Error occurring in caret when running on a cluster

2019-05-03 01:28发布

问题:

I am running the train function in caret on a cluster via doRedis. For the most part, it works, but every so often I get errors at the very end of this nature:

error calling combine function:
<simpleError: obj$state$numResults <= obj$state$numValues is not TRUE>

and

Error in names(resamples) <- gsub("^\\.", "", names(resamples)) : 
  attempt to set an attribute on NULL

when I run traceback() I get:

5: nominalTrainWorkflow(dat = trainData, info = trainInfo, method = method, 
       ppOpts = preProcess, ctrl = trControl, lev = classLevels, 
       ...)
4: train.default(x, y, weights = w, ...)
3: train(x, y, weights = w, ...)
2: train.formula(couple ~ ., training.balanced, method = "nnet", 
       preProcess = "range", tuneGrid = nnetGrid, MaxNWts = 2200)
1: caret::train(couple ~ ., training.balanced, method = "nnet", 
       preProcess = "range", tuneGrid = nnetGrid, MaxNWts = 2200)

These errors are not easily reproducible (i.e. they happen sometimes, but not consistently) and only occur at the end of the run. The stdout on the cluster shows all tasks running and completed, so I am a bit flummoxed.

Has anyone encountered these errors? and if so understand the cause and even better a fix?

回答1:

I imagine you've already solved this problem, but I ran into the same issue on my cluster consisting of linux and windows systems. I was running the server on ubuntu 14.04 and had noticed the warnings when starting the server service about having 'transparent huge pages' enabled in the linux kernel. I ignored that message and began running training exercises where most of the machines were maxed out with workers.
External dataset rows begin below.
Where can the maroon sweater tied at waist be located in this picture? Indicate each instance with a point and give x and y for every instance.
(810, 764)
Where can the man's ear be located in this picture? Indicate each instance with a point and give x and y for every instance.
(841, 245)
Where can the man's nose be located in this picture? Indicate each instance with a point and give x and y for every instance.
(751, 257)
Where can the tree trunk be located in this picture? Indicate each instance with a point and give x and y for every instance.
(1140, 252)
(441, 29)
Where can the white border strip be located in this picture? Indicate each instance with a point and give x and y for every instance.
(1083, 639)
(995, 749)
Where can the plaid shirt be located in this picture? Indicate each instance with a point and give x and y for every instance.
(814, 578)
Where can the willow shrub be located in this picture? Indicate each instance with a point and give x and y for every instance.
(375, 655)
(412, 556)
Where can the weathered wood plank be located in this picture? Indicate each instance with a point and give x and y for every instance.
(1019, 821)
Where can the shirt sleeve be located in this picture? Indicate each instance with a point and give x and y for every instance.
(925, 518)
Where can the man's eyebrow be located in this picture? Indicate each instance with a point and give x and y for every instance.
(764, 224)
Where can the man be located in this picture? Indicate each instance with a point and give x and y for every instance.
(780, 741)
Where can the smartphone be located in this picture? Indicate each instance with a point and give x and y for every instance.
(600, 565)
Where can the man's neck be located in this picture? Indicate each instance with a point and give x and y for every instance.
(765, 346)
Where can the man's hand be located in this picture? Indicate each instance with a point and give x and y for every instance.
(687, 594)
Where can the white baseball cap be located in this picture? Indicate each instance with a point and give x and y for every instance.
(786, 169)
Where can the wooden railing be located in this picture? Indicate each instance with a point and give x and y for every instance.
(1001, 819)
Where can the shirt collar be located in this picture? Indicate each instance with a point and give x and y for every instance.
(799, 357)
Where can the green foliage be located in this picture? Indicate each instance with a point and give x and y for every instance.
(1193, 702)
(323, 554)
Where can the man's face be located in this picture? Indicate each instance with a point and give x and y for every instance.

I received the same error at the end of the run:

error calling combine function:
<simpleError: obj$state$numResults <= obj$state$numValues is not TRUE>

After a lot of head scratching and useless tinkering, I decided to address that warning by following the instructions here: http://ubuntuforums.org/showthread.php?t=2255151

Essentially, I installed hugeadm using:

sudo apt-get install hugeadm

Then disabled the transparent pages using:

hugeadm --thp-never

Note that this change will be undone on restart of the computer.

When I re-ran my training process it ran without any errors.

Hope that helps.

Cheers, Eric